I know veritasium but I hadn’t seen the video. Thanks, I’ll check it out.
I thought I’d give you context just in case, as your question was vague. You might not have consumed YouTube and was blissfully unaware. :)
Thank you for being thoughtful :)
In his video, he shows that the more common answers are actually 42 and 69.
I discards them because they’re picked for a reason rather than a human genuinely trying trying to pick a random number, but they’re still way more common than 37.
That’s because they asked the internet for those polls. The internet thinks they’re funny by picking the meme numbers. So I can understand why they chose to omit those numbers from their results.
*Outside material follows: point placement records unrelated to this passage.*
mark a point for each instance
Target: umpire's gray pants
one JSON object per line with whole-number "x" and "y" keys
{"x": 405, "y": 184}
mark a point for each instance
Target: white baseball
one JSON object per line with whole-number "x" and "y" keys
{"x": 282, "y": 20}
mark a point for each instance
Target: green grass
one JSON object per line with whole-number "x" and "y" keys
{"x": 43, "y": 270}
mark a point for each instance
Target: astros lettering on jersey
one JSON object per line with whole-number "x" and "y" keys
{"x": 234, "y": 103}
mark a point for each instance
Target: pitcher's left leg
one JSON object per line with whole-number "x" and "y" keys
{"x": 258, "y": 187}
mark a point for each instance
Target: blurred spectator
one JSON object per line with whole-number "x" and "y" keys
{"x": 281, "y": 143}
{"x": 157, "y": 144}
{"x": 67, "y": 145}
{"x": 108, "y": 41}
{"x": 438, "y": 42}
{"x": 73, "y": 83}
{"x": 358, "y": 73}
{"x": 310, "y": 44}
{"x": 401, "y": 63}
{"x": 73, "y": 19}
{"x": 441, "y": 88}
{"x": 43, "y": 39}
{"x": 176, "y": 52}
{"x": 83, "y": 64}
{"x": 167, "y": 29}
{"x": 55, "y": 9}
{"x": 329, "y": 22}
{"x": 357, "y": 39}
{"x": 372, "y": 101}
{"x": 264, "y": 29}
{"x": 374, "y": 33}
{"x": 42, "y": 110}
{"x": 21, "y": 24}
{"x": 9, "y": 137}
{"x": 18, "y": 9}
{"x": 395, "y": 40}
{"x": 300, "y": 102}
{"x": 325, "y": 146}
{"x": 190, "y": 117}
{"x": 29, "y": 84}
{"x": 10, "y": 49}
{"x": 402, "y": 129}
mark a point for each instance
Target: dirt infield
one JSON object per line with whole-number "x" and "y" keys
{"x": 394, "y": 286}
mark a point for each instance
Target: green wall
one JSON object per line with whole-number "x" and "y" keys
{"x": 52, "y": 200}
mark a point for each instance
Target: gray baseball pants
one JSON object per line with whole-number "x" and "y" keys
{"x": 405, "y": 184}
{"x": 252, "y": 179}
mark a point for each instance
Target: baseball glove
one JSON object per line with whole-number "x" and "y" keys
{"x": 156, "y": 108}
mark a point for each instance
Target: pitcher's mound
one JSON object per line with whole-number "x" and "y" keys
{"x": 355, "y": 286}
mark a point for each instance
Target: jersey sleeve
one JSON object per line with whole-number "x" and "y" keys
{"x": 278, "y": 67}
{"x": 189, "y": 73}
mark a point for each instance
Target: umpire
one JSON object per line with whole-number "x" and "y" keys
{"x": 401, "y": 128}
HOW DID THE TRUCK GET INTO SPACE??
Love that episode though.
For very different reasons though. 37 is what people think is the most random, because humans are dumb. The LLM here tried to choose the most likely.
I saw that YouTube video as well.
I always like to throw out 37 because of Dante’s girlfriend.
42, 47, and 50 all make sense to me. What’s the significance of 37, 57, and 73?
There’s a great Veritasium video recently about this exact thing: https://youtu.be/d6iQrh2TK98
It’s a human thing, though. This is just more evidence of LLM’s problem with garbage in, garbage out: it’s human biases being present in a system that people want to claim doesn’t have them.
Veritasium just released a video about people picking 37 when asked to pick a random number.
People do mention Veritasium, though he doesn’t give any significant explanation of the phenomenon.
I still wonder about 47. In Veritasium plots, all these numbers provide a peak, but not 47. I recall from my childhood that I indeed used to notice that number everywhere, but idk why.
47 does provide a peak in the plots though? All the numbers ending in 7 do.
See my link for 47. Its Wikipedia has more context. If you’re a Star Trek fan, you’ve seen it a ton.